Pre-draft measurables
| Height | Weight | Arm length | Hand span | Wingspan | 40-yard dash | 10-yard split | 20-yard split | 20-yard shuttle | Three-cone drill | Vertical jump | Broad jump | Bench press |
| 6 ft 0+1⁄4 in (1.84 m) | 292 lb (132 kg) | 33 in (0.84 m) | 10+1⁄8 in (0.26 m) | 6 ft 4 in (1.93 m) | 5.16 s | 1.76 s | 2.94 s | 4.71 s | 7.75 s | 33.5 in (0.85 m) | 9 ft 1 in (2.77 m) | 35 reps |
All values from Pro Day

===Toronto Argonauts===
On September 29, 2022, it was announced that Brinkman had signed with the Toronto Argonauts of the Canadian Football League (CFL). He spent time on the team's practice roster before making his professional debut in the final game of the regular season on October 29, 2022, against the Montreal Alouettes, where he recorded two defensive tackles. He did not play in the team's East Final victory, but he did make his post-season debut in the 109th Grey Cup game where he had two defensive tackles.

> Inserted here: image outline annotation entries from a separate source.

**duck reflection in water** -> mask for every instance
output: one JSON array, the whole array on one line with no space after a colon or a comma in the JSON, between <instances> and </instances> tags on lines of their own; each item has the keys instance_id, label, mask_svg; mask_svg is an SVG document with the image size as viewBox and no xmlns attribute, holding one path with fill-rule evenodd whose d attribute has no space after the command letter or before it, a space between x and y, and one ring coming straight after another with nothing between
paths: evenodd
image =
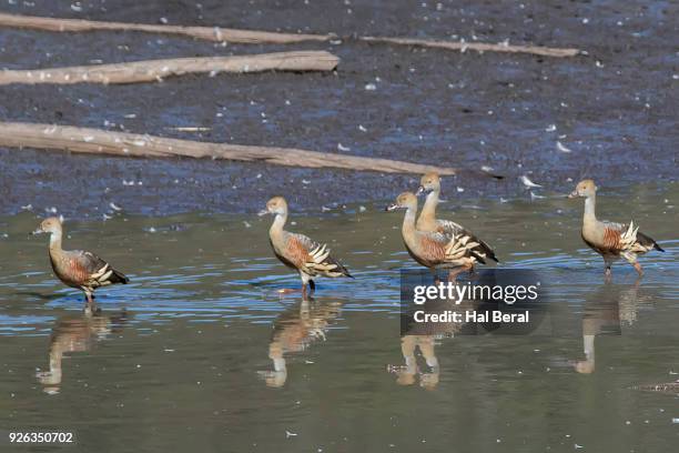
<instances>
[{"instance_id":1,"label":"duck reflection in water","mask_svg":"<svg viewBox=\"0 0 679 453\"><path fill-rule=\"evenodd\" d=\"M115 315L105 315L92 305L89 305L89 310L85 310L81 316L59 319L50 339L50 369L36 374L43 385L42 390L49 394L59 393L62 382L61 362L64 354L90 351L97 341L120 332L126 320L124 310Z\"/></svg>"},{"instance_id":2,"label":"duck reflection in water","mask_svg":"<svg viewBox=\"0 0 679 453\"><path fill-rule=\"evenodd\" d=\"M422 372L417 365L415 355L417 348L419 348L419 352L428 366L428 372ZM396 374L396 383L399 385L413 385L419 376L419 385L423 389L434 390L440 375L435 348L436 336L434 335L403 335L401 338L401 352L405 364L403 366L388 365L387 371Z\"/></svg>"},{"instance_id":3,"label":"duck reflection in water","mask_svg":"<svg viewBox=\"0 0 679 453\"><path fill-rule=\"evenodd\" d=\"M336 301L303 299L276 318L268 344L268 358L273 361L274 369L260 372L267 386L281 387L285 384L285 355L305 351L314 341L325 341L325 333L341 311L342 304Z\"/></svg>"},{"instance_id":4,"label":"duck reflection in water","mask_svg":"<svg viewBox=\"0 0 679 453\"><path fill-rule=\"evenodd\" d=\"M477 306L476 301L466 299L459 301L459 303L449 300L429 299L420 308L429 314L443 314L445 312L464 314ZM452 339L456 333L462 333L463 330L468 331L469 325L466 322L415 322L414 313L408 312L403 312L401 316L401 352L404 364L389 364L387 365L387 372L396 374L396 383L399 385L414 385L419 378L419 385L423 389L434 390L438 385L440 376L440 365L435 351L437 341L445 338ZM419 349L419 353L427 365L427 371L423 371L417 364L417 349Z\"/></svg>"},{"instance_id":5,"label":"duck reflection in water","mask_svg":"<svg viewBox=\"0 0 679 453\"><path fill-rule=\"evenodd\" d=\"M596 369L595 339L598 335L620 335L621 324L637 321L639 306L650 298L639 298L639 280L631 285L607 282L585 302L582 313L582 349L585 360L572 361L578 373L590 374Z\"/></svg>"}]
</instances>

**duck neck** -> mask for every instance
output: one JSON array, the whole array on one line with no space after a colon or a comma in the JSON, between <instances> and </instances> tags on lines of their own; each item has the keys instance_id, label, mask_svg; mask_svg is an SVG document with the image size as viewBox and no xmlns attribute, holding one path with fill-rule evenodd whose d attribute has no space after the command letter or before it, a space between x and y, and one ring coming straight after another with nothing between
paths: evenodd
<instances>
[{"instance_id":1,"label":"duck neck","mask_svg":"<svg viewBox=\"0 0 679 453\"><path fill-rule=\"evenodd\" d=\"M417 208L408 208L403 218L403 226L401 231L403 232L404 238L408 238L415 231L415 214L417 212Z\"/></svg>"},{"instance_id":2,"label":"duck neck","mask_svg":"<svg viewBox=\"0 0 679 453\"><path fill-rule=\"evenodd\" d=\"M50 233L50 252L61 252L61 231Z\"/></svg>"},{"instance_id":3,"label":"duck neck","mask_svg":"<svg viewBox=\"0 0 679 453\"><path fill-rule=\"evenodd\" d=\"M425 205L422 208L418 224L422 229L432 229L436 223L436 207L438 205L440 189L435 189L427 194Z\"/></svg>"},{"instance_id":4,"label":"duck neck","mask_svg":"<svg viewBox=\"0 0 679 453\"><path fill-rule=\"evenodd\" d=\"M287 222L287 212L284 214L276 214L271 228L268 229L268 234L272 236L281 234L283 232L285 222Z\"/></svg>"},{"instance_id":5,"label":"duck neck","mask_svg":"<svg viewBox=\"0 0 679 453\"><path fill-rule=\"evenodd\" d=\"M585 215L582 218L585 223L597 221L597 215L595 213L596 204L597 201L595 195L589 195L585 199Z\"/></svg>"}]
</instances>

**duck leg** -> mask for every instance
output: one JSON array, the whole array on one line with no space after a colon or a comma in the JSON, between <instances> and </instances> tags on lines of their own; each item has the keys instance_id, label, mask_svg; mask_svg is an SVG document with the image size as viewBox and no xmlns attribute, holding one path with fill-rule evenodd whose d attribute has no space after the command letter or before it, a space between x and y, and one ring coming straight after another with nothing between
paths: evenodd
<instances>
[{"instance_id":1,"label":"duck leg","mask_svg":"<svg viewBox=\"0 0 679 453\"><path fill-rule=\"evenodd\" d=\"M641 269L641 264L639 264L639 262L635 261L632 263L632 265L635 266L635 270L639 274L639 278L643 276L643 269Z\"/></svg>"},{"instance_id":2,"label":"duck leg","mask_svg":"<svg viewBox=\"0 0 679 453\"><path fill-rule=\"evenodd\" d=\"M459 275L463 272L473 272L474 271L474 265L473 264L466 264L466 265L460 265L459 268L454 268L450 269L450 272L448 272L448 281L449 282L455 282L457 281L457 275Z\"/></svg>"}]
</instances>

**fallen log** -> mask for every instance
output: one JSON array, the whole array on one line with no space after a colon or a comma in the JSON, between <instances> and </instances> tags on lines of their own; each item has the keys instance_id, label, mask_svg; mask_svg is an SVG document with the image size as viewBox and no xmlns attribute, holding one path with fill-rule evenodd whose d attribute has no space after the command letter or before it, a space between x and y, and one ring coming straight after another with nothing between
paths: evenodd
<instances>
[{"instance_id":1,"label":"fallen log","mask_svg":"<svg viewBox=\"0 0 679 453\"><path fill-rule=\"evenodd\" d=\"M328 34L295 34L278 33L267 31L237 30L220 27L183 27L183 26L158 26L146 23L123 23L104 22L82 19L55 19L41 18L36 16L17 16L0 13L0 27L26 28L44 31L144 31L151 33L179 34L202 39L207 41L234 42L249 44L287 44L303 41L328 41L336 39L337 36ZM358 40L367 42L397 44L397 46L418 46L437 49L448 49L455 51L476 50L479 52L511 52L531 53L544 57L575 57L584 53L578 49L569 48L547 48L540 46L520 46L509 43L483 43L463 41L442 41L411 38L379 38L379 37L358 37Z\"/></svg>"},{"instance_id":2,"label":"fallen log","mask_svg":"<svg viewBox=\"0 0 679 453\"><path fill-rule=\"evenodd\" d=\"M325 51L295 51L237 57L196 57L0 71L0 85L10 83L140 83L169 77L220 72L332 71L340 59Z\"/></svg>"},{"instance_id":3,"label":"fallen log","mask_svg":"<svg viewBox=\"0 0 679 453\"><path fill-rule=\"evenodd\" d=\"M267 148L242 144L196 142L148 134L112 132L68 125L0 122L0 147L63 150L78 153L136 158L224 159L260 161L287 167L335 168L383 173L456 174L457 169L424 165L389 159Z\"/></svg>"},{"instance_id":4,"label":"fallen log","mask_svg":"<svg viewBox=\"0 0 679 453\"><path fill-rule=\"evenodd\" d=\"M487 42L436 41L436 40L427 40L427 39L381 38L381 37L361 37L358 39L361 41L366 41L366 42L448 49L448 50L456 50L460 52L465 52L467 50L475 50L477 52L531 53L535 56L557 57L557 58L576 57L582 53L582 51L578 49L547 48L547 47L540 47L540 46L517 46L517 44L509 44L508 42L499 42L497 44L493 44L493 43L487 43Z\"/></svg>"},{"instance_id":5,"label":"fallen log","mask_svg":"<svg viewBox=\"0 0 679 453\"><path fill-rule=\"evenodd\" d=\"M327 41L332 34L276 33L237 30L221 27L160 26L151 23L104 22L83 19L41 18L0 13L0 27L26 28L44 31L143 31L148 33L179 34L205 41L243 44L291 44L304 41Z\"/></svg>"}]
</instances>

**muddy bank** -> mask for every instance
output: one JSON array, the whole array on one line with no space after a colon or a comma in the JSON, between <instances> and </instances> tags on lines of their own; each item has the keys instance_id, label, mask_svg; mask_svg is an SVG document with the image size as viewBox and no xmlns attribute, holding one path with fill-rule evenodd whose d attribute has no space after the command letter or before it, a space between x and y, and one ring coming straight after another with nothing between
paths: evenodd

Brinkman won his first professional championship as the Argonauts defeated the Winnipeg Blue Bombers by a score of 24–23.

In the 2023 season, Brinkman played and started in all 18 regular season games, where he recorded 12 defensive tackles and one sack. In the 2024 season, he began he season as an opening day starter, but was moved to the injured list after six games. He returned as a backup for the team's final five regular season games, and finished with 11 games played where he had 17 defensive tackles, three sacks, and one forced fumble. He played in all three post-season games, including the 111th Grey Cup where he had two defensive tackles in the Argonauts' 41–24 victory over the Winnipeg Blue Bombers.

===Edmonton Elks===
Brinkman joined the Edmonton Elks through free agency on February 12, 2025.

==Personal life==
Brinkman was born to parents Mike and Carla Brinkman and has one brother, Jake.